Платэ врывался как тайфун:
-- Обедать ходили? -- И отрывал свой "итээровский" талон: - Я отстраняю
вас от работы, пока не пообедаете.
Как-то оставил на ее столе бутылку молока. Полина знала, что у Платэ
двое маленьких детей, и не притронулась к молоку. Платэ на другой день
раскричался так, что она тут же выпила бутылку залпом, зубы стучали о
горлышко.
-- Я вами доволен! - сказал он, когда она поставила бутылку.
Полина была убеждена, это он о молоке. Оказывается, не в молоке дело.
Он был дотошным, Платэ. Как и все на кафедре Казанского. Прежде чем
отправлять студенческую работу в печать, он заново разгонял на колонке
вещество, сам определял все константы, все рефракции.
А ныне он произвел это почти в ярости: когда Полину похвалил академик
Зелинский, кто-то пустил слух, что ей делают поблажки; если пересчитать
результаты ее опытов, наверняка там напутано.
Платэ перепроверил все, заставил считать аспирантку, которая, по его
подозрению, могла распустить такой слух.
- Я вами доволен, - повторил Платэ. - Все у вас сошлось до четвертого
знака.
Официальным оппонентом назначили академика Казанского. Полина пришла в
ужас. Опять он? Да что это за напасть?
Когда отвезла диплом Казанскому, казалось, что оставила там, на
Калужской заставе, свое сердце. Внутри пустота.
На защиту диплома пригласили академика Зелинского.
Он восседал во главе стола патриархом всея химической Руси, жестом
прогнал фотографа из газеты; тот, изгоняемый, успел все же сделать несколько
снимков, которые Полина хранит теперь вместе с фотографиями родных.
Задавал вопросы академик Казанский -- въедливо, со своей постоянной
улыбочкой. Добряк Платэ поинтересовался тем, что, по его убеждению, Полина
изучила назубок, - ответила ему быстро и виновато.
Патриарх молчал, покачивая головой в черной академической шапочке;
сделав несколько записей в своем блокноте, сказал деловито, что эту работу
туда же...
Полина вышла из аудитории со стесненным сердцем. Куда -- туда же?..
Оказывается, на конкурс дипломных работ; позднее Полине вручили
Почетную грамоту, на которой был нарисован кубок, - видно, грамота
предназначалась для футболистов. Под кубком напечатали, что она заняла на
конкурсе университетских работ второе место.

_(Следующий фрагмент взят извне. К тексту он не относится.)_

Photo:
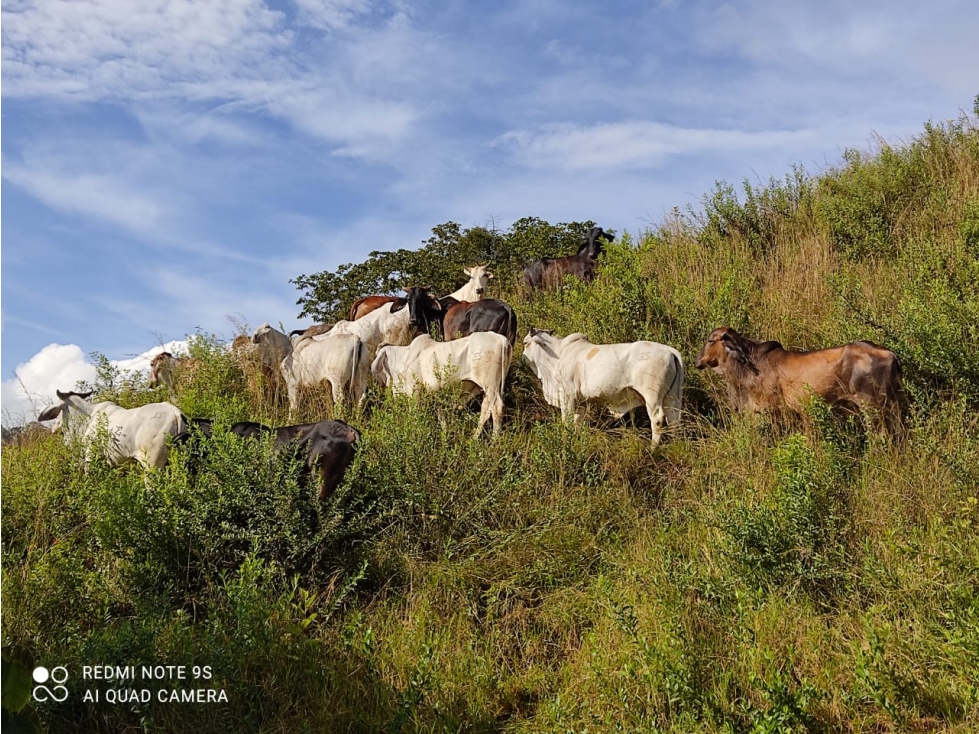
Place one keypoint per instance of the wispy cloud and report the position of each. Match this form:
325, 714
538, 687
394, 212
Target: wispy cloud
632, 145
100, 196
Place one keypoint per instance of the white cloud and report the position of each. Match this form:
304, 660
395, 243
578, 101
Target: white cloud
60, 367
632, 145
330, 14
100, 196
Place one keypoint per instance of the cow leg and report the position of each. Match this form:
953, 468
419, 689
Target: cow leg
657, 417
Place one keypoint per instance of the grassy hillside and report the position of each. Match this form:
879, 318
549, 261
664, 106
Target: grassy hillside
745, 576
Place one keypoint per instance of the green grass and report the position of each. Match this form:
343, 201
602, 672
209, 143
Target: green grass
745, 576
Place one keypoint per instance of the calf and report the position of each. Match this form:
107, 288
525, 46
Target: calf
549, 272
490, 314
763, 376
480, 362
573, 372
338, 359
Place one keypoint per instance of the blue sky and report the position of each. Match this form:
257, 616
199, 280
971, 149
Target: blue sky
167, 165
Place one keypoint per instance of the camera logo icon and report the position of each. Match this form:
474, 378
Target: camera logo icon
42, 692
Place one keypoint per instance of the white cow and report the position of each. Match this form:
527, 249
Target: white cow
135, 434
573, 371
273, 346
475, 289
164, 368
339, 359
480, 362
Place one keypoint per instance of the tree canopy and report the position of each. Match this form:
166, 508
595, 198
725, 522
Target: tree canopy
328, 295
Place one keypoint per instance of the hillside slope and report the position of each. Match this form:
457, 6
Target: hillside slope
744, 576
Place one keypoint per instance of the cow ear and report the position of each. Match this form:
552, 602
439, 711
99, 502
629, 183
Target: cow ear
51, 413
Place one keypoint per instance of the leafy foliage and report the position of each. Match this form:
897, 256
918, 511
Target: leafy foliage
749, 575
328, 296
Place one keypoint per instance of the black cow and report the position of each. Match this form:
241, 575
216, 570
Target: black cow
549, 272
329, 445
463, 318
423, 310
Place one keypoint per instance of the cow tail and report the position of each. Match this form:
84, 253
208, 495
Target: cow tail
674, 394
505, 357
353, 374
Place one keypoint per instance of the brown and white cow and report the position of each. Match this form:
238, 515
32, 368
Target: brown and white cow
573, 371
480, 362
135, 434
762, 376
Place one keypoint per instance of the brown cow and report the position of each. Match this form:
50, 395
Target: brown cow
363, 306
764, 376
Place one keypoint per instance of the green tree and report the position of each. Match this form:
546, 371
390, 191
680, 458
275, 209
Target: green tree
438, 264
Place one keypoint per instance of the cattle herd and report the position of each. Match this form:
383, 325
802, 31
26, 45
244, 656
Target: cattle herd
389, 338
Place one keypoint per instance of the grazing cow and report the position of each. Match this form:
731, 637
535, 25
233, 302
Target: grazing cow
242, 342
164, 369
479, 278
573, 371
24, 435
135, 434
328, 445
549, 272
480, 362
489, 314
339, 359
763, 376
363, 306
273, 346
396, 322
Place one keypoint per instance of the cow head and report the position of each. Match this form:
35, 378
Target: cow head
480, 276
724, 345
423, 309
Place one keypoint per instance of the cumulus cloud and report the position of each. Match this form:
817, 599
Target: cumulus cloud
60, 367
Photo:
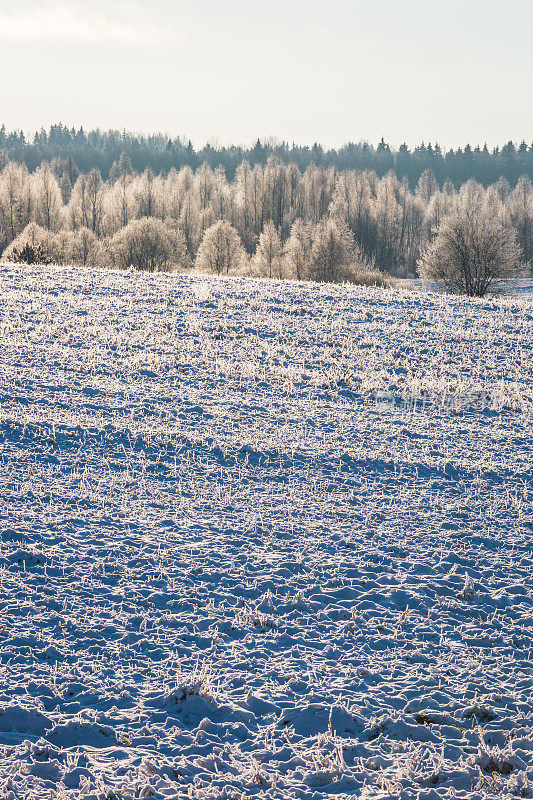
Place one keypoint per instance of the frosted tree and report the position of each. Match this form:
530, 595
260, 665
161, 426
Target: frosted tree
148, 195
14, 192
47, 199
78, 207
85, 248
119, 203
520, 205
221, 250
332, 252
148, 244
297, 251
427, 185
268, 258
472, 252
95, 201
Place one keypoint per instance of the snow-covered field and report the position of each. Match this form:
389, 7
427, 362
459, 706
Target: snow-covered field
263, 539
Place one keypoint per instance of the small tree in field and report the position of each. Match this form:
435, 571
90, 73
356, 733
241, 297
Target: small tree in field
471, 253
221, 250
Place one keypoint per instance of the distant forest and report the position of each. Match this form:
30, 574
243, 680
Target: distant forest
97, 149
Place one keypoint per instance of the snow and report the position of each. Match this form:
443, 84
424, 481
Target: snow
263, 539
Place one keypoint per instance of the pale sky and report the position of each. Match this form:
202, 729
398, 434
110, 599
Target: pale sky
450, 71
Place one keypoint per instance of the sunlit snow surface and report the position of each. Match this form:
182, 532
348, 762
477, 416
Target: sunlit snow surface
228, 570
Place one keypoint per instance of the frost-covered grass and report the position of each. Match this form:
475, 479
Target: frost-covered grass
226, 571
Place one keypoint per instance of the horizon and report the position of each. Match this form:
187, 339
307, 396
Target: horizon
301, 72
269, 141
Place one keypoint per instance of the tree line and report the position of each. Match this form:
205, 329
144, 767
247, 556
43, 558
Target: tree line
97, 149
271, 219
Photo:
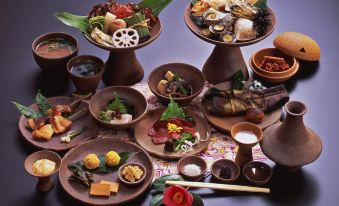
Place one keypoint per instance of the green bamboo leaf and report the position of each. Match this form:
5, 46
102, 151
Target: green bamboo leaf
160, 183
27, 111
156, 200
42, 103
103, 168
156, 5
79, 22
197, 201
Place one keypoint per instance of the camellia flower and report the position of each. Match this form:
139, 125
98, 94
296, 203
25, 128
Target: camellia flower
177, 196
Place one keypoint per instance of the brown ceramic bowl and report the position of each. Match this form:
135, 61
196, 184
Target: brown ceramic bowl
257, 172
125, 181
259, 56
192, 159
43, 154
102, 97
89, 83
54, 65
217, 165
246, 126
189, 73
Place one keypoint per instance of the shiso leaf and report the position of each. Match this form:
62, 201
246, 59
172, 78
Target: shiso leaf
159, 184
42, 103
173, 110
116, 105
156, 5
27, 111
261, 4
103, 168
79, 22
237, 80
156, 200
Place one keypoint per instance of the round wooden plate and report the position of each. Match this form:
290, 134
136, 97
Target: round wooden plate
101, 146
145, 141
55, 143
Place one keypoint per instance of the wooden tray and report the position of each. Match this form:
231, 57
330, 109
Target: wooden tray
145, 141
225, 123
101, 146
55, 143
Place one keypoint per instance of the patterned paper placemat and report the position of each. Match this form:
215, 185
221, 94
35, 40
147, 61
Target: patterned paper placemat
220, 145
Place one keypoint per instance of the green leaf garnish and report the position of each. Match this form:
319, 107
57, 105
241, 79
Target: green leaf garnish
27, 111
173, 110
116, 105
156, 5
42, 103
261, 4
79, 22
103, 168
159, 184
156, 200
237, 80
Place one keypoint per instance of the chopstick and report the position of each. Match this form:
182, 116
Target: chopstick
238, 188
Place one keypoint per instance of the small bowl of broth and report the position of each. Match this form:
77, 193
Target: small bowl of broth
85, 71
52, 51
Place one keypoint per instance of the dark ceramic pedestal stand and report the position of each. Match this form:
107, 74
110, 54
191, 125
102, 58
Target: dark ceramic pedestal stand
122, 67
223, 63
226, 58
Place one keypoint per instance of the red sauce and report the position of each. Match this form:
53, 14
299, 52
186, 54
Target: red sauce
55, 48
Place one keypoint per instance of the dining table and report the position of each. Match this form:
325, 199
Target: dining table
315, 84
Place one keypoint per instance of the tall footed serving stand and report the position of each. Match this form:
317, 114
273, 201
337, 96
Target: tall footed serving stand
122, 65
226, 58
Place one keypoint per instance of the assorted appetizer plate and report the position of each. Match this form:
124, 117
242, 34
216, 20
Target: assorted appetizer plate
55, 142
101, 146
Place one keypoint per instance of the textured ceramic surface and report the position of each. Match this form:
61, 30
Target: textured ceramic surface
234, 167
88, 84
290, 143
189, 73
133, 96
192, 159
54, 65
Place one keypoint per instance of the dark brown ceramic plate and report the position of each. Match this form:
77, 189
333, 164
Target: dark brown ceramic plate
154, 32
103, 96
226, 123
101, 146
197, 31
55, 143
189, 73
145, 141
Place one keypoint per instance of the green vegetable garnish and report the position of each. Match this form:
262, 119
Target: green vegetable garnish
185, 136
261, 4
97, 21
173, 110
116, 105
79, 22
156, 5
42, 103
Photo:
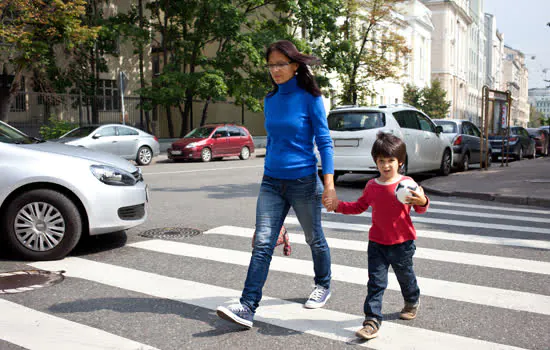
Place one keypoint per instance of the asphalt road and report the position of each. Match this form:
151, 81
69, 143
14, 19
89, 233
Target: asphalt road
483, 268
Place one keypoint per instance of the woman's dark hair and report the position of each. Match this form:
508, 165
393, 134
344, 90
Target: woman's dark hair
388, 145
305, 79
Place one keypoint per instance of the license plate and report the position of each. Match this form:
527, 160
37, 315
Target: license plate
346, 143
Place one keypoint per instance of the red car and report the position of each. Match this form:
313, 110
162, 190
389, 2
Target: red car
213, 141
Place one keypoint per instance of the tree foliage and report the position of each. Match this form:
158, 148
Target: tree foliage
431, 100
367, 48
30, 31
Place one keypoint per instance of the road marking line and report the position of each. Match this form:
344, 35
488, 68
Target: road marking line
489, 215
482, 260
460, 237
324, 323
507, 299
476, 206
33, 329
201, 170
460, 223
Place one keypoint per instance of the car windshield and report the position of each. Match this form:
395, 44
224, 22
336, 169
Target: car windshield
12, 135
80, 132
199, 133
448, 127
352, 121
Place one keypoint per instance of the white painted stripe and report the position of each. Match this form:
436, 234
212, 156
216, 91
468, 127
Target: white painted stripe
461, 223
203, 170
33, 329
496, 262
491, 207
514, 242
507, 299
488, 215
324, 323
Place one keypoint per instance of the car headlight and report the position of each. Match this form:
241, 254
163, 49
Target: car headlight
112, 176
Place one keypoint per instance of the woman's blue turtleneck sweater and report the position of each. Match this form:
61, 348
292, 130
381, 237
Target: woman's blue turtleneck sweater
293, 119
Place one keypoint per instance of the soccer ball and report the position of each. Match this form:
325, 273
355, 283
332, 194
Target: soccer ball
403, 190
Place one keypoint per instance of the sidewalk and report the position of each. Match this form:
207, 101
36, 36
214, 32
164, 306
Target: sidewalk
526, 182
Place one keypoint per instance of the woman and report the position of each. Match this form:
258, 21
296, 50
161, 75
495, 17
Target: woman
294, 117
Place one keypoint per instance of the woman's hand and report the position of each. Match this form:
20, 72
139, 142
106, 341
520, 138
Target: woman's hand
417, 197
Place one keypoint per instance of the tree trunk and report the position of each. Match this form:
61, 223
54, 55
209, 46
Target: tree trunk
205, 111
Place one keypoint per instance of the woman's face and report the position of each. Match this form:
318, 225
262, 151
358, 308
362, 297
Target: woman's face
280, 67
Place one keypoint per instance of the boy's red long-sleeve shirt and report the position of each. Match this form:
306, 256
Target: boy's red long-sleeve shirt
391, 220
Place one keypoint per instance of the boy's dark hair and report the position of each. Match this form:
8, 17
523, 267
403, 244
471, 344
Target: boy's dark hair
388, 145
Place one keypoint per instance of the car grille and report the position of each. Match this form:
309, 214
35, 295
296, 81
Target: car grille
134, 212
137, 175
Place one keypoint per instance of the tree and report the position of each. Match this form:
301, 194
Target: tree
366, 48
413, 96
431, 100
30, 31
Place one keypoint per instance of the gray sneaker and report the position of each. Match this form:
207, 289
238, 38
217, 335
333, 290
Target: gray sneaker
318, 298
237, 313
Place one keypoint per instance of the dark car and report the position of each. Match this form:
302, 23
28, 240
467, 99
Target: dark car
541, 140
519, 144
213, 141
465, 138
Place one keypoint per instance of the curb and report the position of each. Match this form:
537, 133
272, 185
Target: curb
529, 201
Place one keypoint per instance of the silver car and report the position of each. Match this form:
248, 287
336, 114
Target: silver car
124, 141
52, 194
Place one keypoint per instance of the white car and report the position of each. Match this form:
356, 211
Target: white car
52, 194
353, 130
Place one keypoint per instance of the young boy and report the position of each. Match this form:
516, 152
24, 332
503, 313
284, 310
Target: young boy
392, 234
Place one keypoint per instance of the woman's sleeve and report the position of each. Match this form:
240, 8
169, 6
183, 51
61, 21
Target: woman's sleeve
322, 134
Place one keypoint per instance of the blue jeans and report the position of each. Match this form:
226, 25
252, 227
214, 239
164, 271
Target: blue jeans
399, 256
274, 201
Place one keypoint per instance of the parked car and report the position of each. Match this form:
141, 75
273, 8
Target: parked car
213, 142
353, 130
123, 140
52, 194
519, 144
466, 140
541, 140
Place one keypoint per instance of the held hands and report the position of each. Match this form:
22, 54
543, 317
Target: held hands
417, 197
330, 199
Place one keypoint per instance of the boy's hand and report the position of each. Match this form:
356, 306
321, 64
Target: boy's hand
417, 197
330, 199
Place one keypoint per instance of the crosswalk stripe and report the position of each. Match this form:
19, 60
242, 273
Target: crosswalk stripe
488, 215
491, 207
514, 242
324, 323
507, 299
434, 221
497, 262
33, 329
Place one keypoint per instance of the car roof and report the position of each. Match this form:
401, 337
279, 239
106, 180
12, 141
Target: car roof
381, 108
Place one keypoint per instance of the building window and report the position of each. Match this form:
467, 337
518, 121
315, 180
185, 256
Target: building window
108, 98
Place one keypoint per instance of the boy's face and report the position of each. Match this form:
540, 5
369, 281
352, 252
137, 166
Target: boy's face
388, 167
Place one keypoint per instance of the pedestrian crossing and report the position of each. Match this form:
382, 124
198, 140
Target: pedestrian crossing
504, 299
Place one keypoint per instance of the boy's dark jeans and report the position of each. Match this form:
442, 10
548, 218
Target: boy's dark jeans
399, 256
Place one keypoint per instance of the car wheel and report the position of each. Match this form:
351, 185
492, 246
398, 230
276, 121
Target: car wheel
465, 164
144, 156
445, 168
42, 225
206, 155
520, 154
245, 153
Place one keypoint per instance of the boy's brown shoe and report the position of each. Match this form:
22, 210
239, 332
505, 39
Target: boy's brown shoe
409, 311
369, 330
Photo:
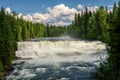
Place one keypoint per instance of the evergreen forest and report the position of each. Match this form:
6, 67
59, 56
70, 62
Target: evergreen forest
101, 25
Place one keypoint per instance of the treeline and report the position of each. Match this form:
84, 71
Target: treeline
103, 25
13, 29
90, 25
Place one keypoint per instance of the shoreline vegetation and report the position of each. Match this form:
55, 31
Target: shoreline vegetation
100, 25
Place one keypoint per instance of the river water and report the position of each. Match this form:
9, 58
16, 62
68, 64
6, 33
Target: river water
57, 59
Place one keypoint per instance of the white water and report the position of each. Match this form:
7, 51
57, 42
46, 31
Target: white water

- Ну что? - торжествовал Платэ. - Я же сказал. Все сошлось до
четвертого знака...
Еще раньше, сразу после защиты диплома, жена Платэ, дочь академика
Зелинского, испекла в честь ее диплома пирог. Платэ подарил на память свою
книжку... Полина сбросила туфли, взобралась на ковровый диван с ногами,
вместе с шестилетним Федюшкой, сыном Платэ, с которым они всегда были
большими друзьями, и читала Федюшке есенинское "К матери", а когда он
нетерпеливо заерзал - "Собаку Качалова".
На другой день Полину вызвали к академику Казанскому. Казанский сказал,
как всегда, сухо, что он был бы не против, если бы Полина пошла в
университетскую аспирантуру. К нему, академику Казанскому.
- Ну как? - Он поднял глаза на онемевшую Полину и улыбнулся своей
обескураживающей улыбкой. -- Надо подумать?
... Лето сорок шестого года было знойным. Лето лесных пожаров и
экзаменов. Даже странным казалось Полине, что когда-то думала о смерти.
За плечами теперь были не только неудачи, но впервые - большая удача.
Точно она на планере взлетела и ее несет восходящий поток. Она даже
позвонила дяде. Он обрадовался, что простила наконец дурацкое сватовство.
Дядя басил в трубку:
"Мо-олодец! " Она снова слышала сердечные родные интонации и была
счастлива. - - Приезжа-ай! Деньжат нужно?
-- Нет. Я сказочно богата.
У нее и в самом деле появились деньги. Неделю назад Платэ достал из
бокового кармана стопку десяток. Полина вскинула руки в испуге.
- Это ваш заработок, - спокойно сказал Платэ. - Работа с нефтью
договорная. Это ваша доля.
Полина по-прежнему глядела на него с недоверием, пока старшая
лаборантка, Федосья Ивановна, не выпучила на нее глаза: разве ж Полина не
знала, что с геологами договор?
- Богата? - удивился дядя. - За что это тебе?
-- Заработала. Платэ устроил.
Аспирантские экзамены сдавала все с тем же возвышающим ощущением
легкости и удачи. И когда они остались за спиной, у дверей аудитории ее ждал
представитель профкома с путевкой в руках.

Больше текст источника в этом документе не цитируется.